しかしながら,前掲診療録などによれば,Fは,第2回目の入院当時,脳梗塞の影響により右手の動きが悪かったことが認められることなどからすれば,自宅で,普段書き慣れている場所で書き慣れた請求書を書くのと,病室で,普段書き慣れていない遺言書を書くのとでは緊張度も違うと考えられ,甲12の1~4の存在は前記認定,判断を覆すには足りず,他に,乙2,乙4がFの自筆であることを疑わせるに足る十分な証拠はない。
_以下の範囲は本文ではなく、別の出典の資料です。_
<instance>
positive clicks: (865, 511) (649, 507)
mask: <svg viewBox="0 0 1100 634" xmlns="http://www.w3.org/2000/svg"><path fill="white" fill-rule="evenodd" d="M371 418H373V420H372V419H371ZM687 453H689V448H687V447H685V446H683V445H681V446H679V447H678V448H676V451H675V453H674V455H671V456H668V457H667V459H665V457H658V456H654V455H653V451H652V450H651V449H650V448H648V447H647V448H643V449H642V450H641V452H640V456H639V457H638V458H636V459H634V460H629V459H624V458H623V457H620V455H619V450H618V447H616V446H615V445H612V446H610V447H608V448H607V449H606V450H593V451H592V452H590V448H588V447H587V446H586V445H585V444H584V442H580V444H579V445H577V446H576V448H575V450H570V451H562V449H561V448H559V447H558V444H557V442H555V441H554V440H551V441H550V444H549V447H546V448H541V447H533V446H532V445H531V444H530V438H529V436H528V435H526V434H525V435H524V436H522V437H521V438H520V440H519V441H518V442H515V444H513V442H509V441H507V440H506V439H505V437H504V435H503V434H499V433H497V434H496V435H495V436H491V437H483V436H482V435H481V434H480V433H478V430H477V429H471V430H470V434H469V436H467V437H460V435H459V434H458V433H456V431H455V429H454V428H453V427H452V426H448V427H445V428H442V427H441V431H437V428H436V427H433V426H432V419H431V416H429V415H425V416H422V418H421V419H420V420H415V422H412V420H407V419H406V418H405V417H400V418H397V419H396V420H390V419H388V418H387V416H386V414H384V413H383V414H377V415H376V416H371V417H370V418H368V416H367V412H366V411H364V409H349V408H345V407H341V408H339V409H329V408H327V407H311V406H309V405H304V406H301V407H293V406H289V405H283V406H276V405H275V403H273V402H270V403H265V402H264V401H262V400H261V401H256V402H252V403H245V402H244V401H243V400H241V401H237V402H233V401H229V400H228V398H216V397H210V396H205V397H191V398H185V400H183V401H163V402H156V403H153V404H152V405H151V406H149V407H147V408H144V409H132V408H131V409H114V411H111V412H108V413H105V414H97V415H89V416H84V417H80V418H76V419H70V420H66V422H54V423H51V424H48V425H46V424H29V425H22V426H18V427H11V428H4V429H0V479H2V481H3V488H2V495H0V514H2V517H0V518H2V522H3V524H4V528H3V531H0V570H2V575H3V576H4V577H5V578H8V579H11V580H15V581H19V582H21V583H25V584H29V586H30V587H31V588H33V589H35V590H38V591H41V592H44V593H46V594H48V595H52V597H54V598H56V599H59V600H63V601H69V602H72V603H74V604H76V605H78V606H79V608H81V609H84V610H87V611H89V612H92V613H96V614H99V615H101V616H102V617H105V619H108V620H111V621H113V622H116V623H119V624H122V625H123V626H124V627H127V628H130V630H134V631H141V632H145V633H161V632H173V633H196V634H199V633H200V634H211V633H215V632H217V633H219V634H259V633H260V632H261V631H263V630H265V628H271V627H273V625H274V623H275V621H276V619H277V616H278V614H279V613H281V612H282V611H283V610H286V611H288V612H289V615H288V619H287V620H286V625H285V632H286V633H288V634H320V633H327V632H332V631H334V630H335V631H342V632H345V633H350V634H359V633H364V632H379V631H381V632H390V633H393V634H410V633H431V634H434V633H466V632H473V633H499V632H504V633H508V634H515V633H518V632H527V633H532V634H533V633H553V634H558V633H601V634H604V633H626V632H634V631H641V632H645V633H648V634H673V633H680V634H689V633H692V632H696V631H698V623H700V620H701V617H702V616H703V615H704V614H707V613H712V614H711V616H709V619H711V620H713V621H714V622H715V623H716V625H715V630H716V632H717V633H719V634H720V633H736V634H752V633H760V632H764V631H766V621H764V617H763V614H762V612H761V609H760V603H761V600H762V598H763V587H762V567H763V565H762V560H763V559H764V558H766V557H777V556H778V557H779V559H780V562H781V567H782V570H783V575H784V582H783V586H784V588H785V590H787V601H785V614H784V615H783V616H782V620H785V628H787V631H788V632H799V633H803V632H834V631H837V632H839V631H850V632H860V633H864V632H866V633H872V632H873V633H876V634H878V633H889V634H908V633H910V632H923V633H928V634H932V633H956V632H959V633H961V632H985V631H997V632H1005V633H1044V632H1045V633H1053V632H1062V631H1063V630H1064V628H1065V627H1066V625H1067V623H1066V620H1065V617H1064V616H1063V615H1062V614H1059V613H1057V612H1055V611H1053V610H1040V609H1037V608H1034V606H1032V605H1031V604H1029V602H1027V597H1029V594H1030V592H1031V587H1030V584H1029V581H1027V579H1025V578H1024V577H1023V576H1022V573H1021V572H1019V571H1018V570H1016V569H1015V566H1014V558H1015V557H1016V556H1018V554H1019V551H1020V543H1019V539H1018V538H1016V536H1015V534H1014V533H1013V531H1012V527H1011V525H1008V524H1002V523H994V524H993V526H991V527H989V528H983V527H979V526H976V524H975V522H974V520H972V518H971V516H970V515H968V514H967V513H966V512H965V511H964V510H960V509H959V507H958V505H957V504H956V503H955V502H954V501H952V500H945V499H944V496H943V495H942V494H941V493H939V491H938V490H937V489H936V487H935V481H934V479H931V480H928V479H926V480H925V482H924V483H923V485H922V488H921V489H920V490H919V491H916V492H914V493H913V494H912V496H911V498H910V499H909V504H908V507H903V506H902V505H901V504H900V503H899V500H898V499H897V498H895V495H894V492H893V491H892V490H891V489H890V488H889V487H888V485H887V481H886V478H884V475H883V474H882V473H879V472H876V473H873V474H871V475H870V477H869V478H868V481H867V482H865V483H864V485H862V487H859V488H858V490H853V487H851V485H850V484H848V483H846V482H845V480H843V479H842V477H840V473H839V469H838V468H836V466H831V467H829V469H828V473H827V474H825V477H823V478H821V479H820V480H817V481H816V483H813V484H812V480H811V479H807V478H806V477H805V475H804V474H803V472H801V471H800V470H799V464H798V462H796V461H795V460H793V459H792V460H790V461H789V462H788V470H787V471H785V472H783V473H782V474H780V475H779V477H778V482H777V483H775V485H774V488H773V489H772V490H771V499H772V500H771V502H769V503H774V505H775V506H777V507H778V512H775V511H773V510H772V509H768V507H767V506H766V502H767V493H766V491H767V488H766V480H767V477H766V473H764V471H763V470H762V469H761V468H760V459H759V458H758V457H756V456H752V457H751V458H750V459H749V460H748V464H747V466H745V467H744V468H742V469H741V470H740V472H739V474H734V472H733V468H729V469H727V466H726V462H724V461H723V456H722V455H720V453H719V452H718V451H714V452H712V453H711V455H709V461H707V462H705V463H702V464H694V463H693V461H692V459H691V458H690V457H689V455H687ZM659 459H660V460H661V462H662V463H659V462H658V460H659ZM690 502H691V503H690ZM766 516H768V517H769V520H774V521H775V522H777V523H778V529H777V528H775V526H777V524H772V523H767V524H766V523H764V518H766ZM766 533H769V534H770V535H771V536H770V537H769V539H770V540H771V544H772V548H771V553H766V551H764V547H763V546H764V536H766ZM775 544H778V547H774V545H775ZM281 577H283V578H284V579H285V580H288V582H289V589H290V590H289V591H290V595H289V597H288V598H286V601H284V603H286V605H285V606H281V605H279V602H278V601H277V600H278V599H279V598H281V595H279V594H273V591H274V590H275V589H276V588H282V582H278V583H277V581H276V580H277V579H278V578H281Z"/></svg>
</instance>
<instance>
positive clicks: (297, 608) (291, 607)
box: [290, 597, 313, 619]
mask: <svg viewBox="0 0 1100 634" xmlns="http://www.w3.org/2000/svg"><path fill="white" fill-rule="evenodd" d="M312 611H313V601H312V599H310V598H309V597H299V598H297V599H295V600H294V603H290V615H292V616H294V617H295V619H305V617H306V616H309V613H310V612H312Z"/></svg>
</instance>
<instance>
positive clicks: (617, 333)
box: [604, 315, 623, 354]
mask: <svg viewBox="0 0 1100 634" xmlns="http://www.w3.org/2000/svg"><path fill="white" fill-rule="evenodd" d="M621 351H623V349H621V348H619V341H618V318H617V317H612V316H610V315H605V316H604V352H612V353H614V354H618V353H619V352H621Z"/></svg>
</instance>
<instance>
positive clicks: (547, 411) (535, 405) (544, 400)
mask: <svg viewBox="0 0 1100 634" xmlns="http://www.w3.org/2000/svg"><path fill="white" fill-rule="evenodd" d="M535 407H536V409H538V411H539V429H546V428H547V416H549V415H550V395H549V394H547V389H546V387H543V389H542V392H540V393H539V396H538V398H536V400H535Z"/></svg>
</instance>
(4) さらに,乙2,乙4の記載内容は,明治生まれで普段から長男や家,墓といったことを大切に思っていたFの気持とも符合しており(被告本人,弁論の全趣旨),その点からもこれらはFの意思に沿って作成されたものと推測される。
4 本件遺言書の効力について
(1) 前の遺言書と後の遺言書が抵触するときは,その抵触する部分につき,後の遺言書で前の遺言書を取り消したものと見なされる(民法1023条)。
(2) そうであれば,乙2の前半部分である平成8年2月16日の遺言書の「私の財産は全て被告に相続させる」は,乙3の平成10年11月2日の遺言書の「O,Nに各○○○万円相続させる」により,この抵触する○○○万円については上記2名に相続させることで取り消され,それを除いた部分は被告に相続させる内容に変更されたと解するのが相当であり,そのことは,乙2,乙3,乙4の遺言書が各別の遺言書であろうが,全体として一通の遺言書であろうが,その効力に変わりはないと言うべきである。
5 結語
以上のとおりであって,乙2の本件遺言書はFの自筆証書遺言として有効であるが,その内容は乙3によって一部取り消され,結局,Fの全遺産のうちOとNに各○○○万円,即ち合計○○○万円については被告は相続権を有しないことになる。
よって,主文のとおり判決する。